Conspiracy Theories~


I’ve always been both amazed and amused by conspiracy theorists. I mean, it takes someone with intelligence to create a credible sounding conspiracy theory. It takes time and imagination, and a lot of hard work. Kind of like what it takes to be a clothing designer. You put part of who you are into things like that.

However, while I realize that there are conspiracies out there, I don’t believe they are nearly as prevalent as the theorists would have us believe. Then again, who can blame them. If they don’t believe their own theories, their creativity is wasted. If they don’t create their theories, their creativity will shrivel. It’s really a dead end situation unless they choose a new outlet for their creative energies.

Now a theory usually has a beginning in something that is at least remotely sustainable. Let’s say that I have a theory that President Bush is trying to get everyone to wear only blue jeans. I have to have SOMETHING to base this theory on or it is just a proposterous postulation. So assuming I heard Bush say something about jeans being more comfortable and how they’re such an “All-American” garment, I could think that maybe he really likes them. Then, if my mind swirls around enough, I can realize that on his ranch and when he’s in casual settings, I’ve seen him wear them. Maybe I saw him loosen his tie a bit or something. This would be a beginning to a theory about his preference for them but it’d be quite a stretch to assume he was pushing it on the rest of America.

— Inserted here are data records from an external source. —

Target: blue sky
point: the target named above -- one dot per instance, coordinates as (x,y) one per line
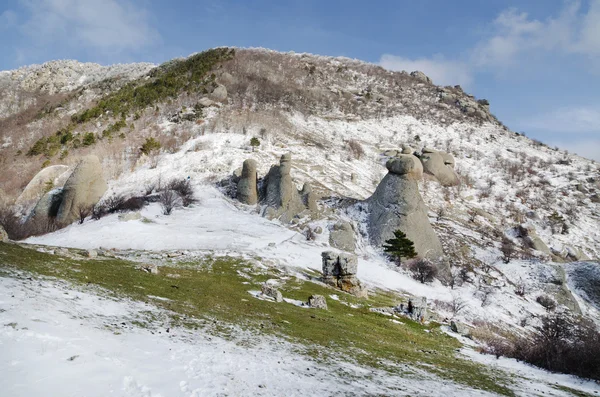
(536,61)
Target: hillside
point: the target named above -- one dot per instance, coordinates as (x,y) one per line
(342,120)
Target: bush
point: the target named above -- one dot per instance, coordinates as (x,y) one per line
(150,145)
(561,344)
(422,270)
(169,200)
(356,149)
(185,191)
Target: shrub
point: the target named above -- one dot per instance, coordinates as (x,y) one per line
(150,145)
(185,191)
(422,270)
(356,149)
(399,247)
(169,200)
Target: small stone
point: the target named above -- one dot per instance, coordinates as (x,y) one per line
(317,301)
(271,292)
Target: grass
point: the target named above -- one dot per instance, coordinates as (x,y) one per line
(216,288)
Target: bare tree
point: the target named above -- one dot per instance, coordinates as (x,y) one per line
(168,201)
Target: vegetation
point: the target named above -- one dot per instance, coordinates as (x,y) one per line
(216,289)
(399,247)
(150,145)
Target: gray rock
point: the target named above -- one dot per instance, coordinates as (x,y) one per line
(130,216)
(342,236)
(585,278)
(421,76)
(309,198)
(247,191)
(3,235)
(219,94)
(397,204)
(434,163)
(317,301)
(84,188)
(271,292)
(279,192)
(53,176)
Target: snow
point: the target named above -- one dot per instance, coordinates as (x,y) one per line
(58,340)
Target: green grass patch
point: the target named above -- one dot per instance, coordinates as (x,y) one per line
(216,288)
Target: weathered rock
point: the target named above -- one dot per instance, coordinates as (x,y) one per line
(340,271)
(219,94)
(271,292)
(406,165)
(206,102)
(342,236)
(130,216)
(308,197)
(247,191)
(84,188)
(317,301)
(434,163)
(585,277)
(417,74)
(49,178)
(280,193)
(397,204)
(3,235)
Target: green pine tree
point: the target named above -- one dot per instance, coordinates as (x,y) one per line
(399,247)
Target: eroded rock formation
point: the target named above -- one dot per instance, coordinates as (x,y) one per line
(397,204)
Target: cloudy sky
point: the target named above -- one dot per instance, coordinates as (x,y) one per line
(536,61)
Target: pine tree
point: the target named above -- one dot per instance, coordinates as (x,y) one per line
(400,247)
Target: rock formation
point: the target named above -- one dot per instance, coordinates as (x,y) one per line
(279,192)
(50,177)
(247,192)
(339,270)
(397,204)
(342,236)
(84,188)
(440,165)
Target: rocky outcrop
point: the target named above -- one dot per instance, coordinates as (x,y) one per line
(342,236)
(339,270)
(439,165)
(417,74)
(397,204)
(279,192)
(50,177)
(84,188)
(247,191)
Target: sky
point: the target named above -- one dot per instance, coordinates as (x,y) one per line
(536,61)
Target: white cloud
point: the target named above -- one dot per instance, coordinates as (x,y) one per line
(107,25)
(440,70)
(516,37)
(571,119)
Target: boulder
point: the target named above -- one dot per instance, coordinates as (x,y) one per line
(84,188)
(247,192)
(397,204)
(279,192)
(50,177)
(417,74)
(317,301)
(434,163)
(3,235)
(342,236)
(339,270)
(219,94)
(271,292)
(309,198)
(130,216)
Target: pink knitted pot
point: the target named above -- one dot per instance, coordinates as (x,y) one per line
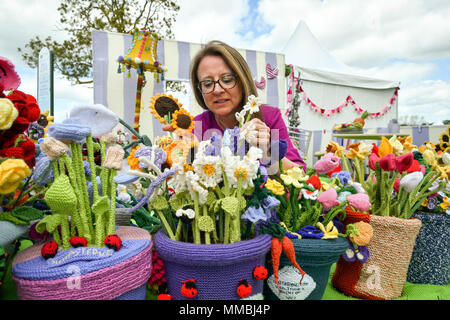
(87,273)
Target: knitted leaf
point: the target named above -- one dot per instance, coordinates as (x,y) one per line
(61,196)
(27,213)
(206,224)
(160,203)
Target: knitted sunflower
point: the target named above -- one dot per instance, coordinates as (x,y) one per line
(163,106)
(183,120)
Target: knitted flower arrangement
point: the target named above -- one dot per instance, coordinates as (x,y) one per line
(80,194)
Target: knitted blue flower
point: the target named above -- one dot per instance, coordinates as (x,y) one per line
(69,129)
(42,172)
(343,176)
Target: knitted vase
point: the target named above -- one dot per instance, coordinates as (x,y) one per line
(315,257)
(216,268)
(430,261)
(383,275)
(87,273)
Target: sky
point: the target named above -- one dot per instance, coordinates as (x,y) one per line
(400,40)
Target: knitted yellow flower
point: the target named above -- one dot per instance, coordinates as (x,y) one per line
(274,186)
(132,161)
(8,113)
(163,106)
(183,120)
(12,172)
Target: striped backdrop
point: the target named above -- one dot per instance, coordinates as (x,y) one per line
(118,92)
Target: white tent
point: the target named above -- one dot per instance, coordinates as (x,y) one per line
(335,93)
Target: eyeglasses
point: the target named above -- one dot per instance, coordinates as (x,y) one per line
(226,82)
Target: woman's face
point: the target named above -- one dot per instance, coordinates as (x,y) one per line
(221,102)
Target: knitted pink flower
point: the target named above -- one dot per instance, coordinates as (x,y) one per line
(388,162)
(327,163)
(359,201)
(328,198)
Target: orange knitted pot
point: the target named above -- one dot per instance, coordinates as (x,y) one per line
(383,275)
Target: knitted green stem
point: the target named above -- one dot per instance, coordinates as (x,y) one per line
(195,228)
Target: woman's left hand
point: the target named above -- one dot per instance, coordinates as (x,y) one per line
(259,136)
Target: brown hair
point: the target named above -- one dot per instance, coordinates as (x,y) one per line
(236,63)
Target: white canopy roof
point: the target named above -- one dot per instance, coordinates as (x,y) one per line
(304,51)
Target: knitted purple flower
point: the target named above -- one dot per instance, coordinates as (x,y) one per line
(355,252)
(310,232)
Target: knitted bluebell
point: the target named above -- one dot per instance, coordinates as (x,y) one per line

Oh… but let’s say I heard a quote from a reporter who says, “President Bush’s answer to the question ‘what should the schools require for the kids then?’ was ‘Make them wear jeans and work their debts off’.” I might be outraged and start my theory. No more cute printed twill capris for our little girls. No sundresses or smocked gowns. Nope. This country is about blue jeans. President Bush is trying to make a national uniform!

Now, what happens if I take my theory and run with it? I call the White House and demand to speak to the President about his blue jean agenda. They laugh me off the phone and I scream ‘cover up’. Many different scenarios come to mind as to how I could be further convinced of my theory even though nothing could be further from the truth than my theory.

I could resolve the whole thing by simply calling the reporter in question. “I’d like to confirm President Bush’s comments about wanting the American children to wear blue jeans. In what context did he make that statement?” One of two main things would likely happen.

1. I’d find out that the topic was how to stop juvenile delinquents of wealthy families.

or

2. The reporter, seeing my foolishness, could have some fun with me and either refuse to answer or give me more ambiguity to wrestle.

Assuming the latter, I would be wise to call the White House and ask to speak to someone about a statement that the President made that you’d like clarified. The clarification would be made and another aimless conspiracy theory would be stopped before it created damage. Can you imagine the man hours gathering petitions against the government intrusion of our wardrobes if someone could actually convince anyone that this was remotely in the works? Think of the work that boycotters have done to stop certain things with the FCC that were never an issue!

The majority of conspiracy theories begin with a faulty premise, too little research in the right direction and too much in the wrong. They are short on questioning the people who can either truly verify the facts or clarify them, and long on that creativity thing.

Wouldn’t it be an amazing world if these people spent their energies writing books, painting, sculpting, teaching, designing, and living?